In the discussion, the moderator noted that both authors write books that require lots of historical research (especially true for Rushdie’s newest and much of Eco’s fiction). The moderator asked how the authors knew when they had done enough research and that it was time to write. I could tell that this was a question neither man expected since neither had a witty retort at the ready and both actually paused to consider the question. The answer – paraphrased and combined from comments both men made – went something like this: You know.

Okay, that sounds flippant but that’s not what I meant. It works like this. You research and you research and you research more until, when you come across something new in your research, you sort of knew it already. It’s as if you had submerged yourself into the era you are researching so well and so completely that when you encounter something knew you are like, ‘well, yeah, of course, it has to be that way.’ Think of it like this – let’s assume you know the era we live in quite well (a big assumption for some of you, but just play along). Word comes out of Bangalore that a new computer program will allow you to send simulated voice emails over your phone to someone’s website. “Okay,” you’re saying, “I can see that. What’s the big deal?” The big deal is that it’s not a big deal for you – you know this era and innovations that are in line with the era are no big shock. But let’s say you’re researching 14th century Italian monasteries and you come across a description of a typical day in the life of a novice and you say, ‘well, yeah, of course, it has to be that way.’ Now you’re ready to write.
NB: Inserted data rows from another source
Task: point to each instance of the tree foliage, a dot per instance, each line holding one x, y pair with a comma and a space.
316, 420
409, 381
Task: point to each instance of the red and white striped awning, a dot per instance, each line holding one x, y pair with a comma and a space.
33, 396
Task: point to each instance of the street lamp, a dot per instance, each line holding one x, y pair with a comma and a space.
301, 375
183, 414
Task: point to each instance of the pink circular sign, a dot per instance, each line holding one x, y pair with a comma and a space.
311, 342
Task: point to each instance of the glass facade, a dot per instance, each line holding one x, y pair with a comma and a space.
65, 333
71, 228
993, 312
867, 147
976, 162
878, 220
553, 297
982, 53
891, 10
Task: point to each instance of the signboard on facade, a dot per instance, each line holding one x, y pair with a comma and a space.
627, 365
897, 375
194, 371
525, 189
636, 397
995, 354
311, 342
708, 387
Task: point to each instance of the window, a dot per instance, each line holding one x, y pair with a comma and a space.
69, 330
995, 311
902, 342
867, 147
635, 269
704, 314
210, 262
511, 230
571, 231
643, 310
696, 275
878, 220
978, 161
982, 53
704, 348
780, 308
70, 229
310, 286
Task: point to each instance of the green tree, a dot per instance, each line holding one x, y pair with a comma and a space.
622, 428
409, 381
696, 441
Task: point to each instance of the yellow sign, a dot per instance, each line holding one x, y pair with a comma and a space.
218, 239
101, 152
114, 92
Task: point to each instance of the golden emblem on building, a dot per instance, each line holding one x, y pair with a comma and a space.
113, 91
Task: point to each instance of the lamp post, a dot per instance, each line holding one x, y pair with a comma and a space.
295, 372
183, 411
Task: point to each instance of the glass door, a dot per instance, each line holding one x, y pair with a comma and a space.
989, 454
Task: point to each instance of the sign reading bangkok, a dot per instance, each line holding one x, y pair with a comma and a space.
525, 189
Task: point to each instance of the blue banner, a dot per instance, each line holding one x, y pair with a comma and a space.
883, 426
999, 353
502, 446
This is a short list (in no order) of the books I’ve read while researching the book I’m writing:

Fubar: Soldier Slang of World War II, by Gordon L. Rottman
The Lost Masters: World War II and the looting of Europe’s Treasures, by P. Harcerode & B. Pittaway
Silent Wings at War: Combat Gliders in World War II, by John Lowden
Nazi Plunder, by Kenneth D. Alford
Anzio, by Lloyd Clark
World War II Infantry Tactics (1): Squad and Platoon, by Dr. Stephen Bull
Yank: Reporting the Greatest Generation, by Barrett McGurn
Europa Turing: Automobilf├╝hrer von Europe, by Hllwag Bern
Four volumes of the Time-Life series on World War II (The Resistance, Partisans and Guerrillas, The Neutrals, The Home Front: Germany)
Operation Dragoon: The Allied Invasion of the South of France, by William B. Breuer
Berlin Diary, by William L. Shirer
The Beardless Warriors, by Richard Matheson (yes, the author of I Am Legend)
Up Front, by Bill Mauldin
Nobody Comes Back, by Donn Pearce (outstanding)
Fakes & Forgeries: The True Crime Stories of History’s Greatest Deceptions, by Brian Innes
Articles of War, by Nick Arvin (brilliant, BTW)
Command Decisions: The ANVIL Decision, by Maurice Matloff
G.I., by Lee Kennett (essential if you are writing about this era)
Pilot Training Manual for the CG-4A, By Headquarters AAF, Office of Flying Safety, March 1945
PLUS, 4 books on the plots to kill Hitler, a half dozen books on life in Nazi Germany, a short monograph on the SS, a stack of photocopies of plates showing uniforms from WWII, a notebook filled with sketches and notes taken when I field tested an M-1 rifle, NONE of which I can find right now (but for which, I assure you, I will be searching for all night).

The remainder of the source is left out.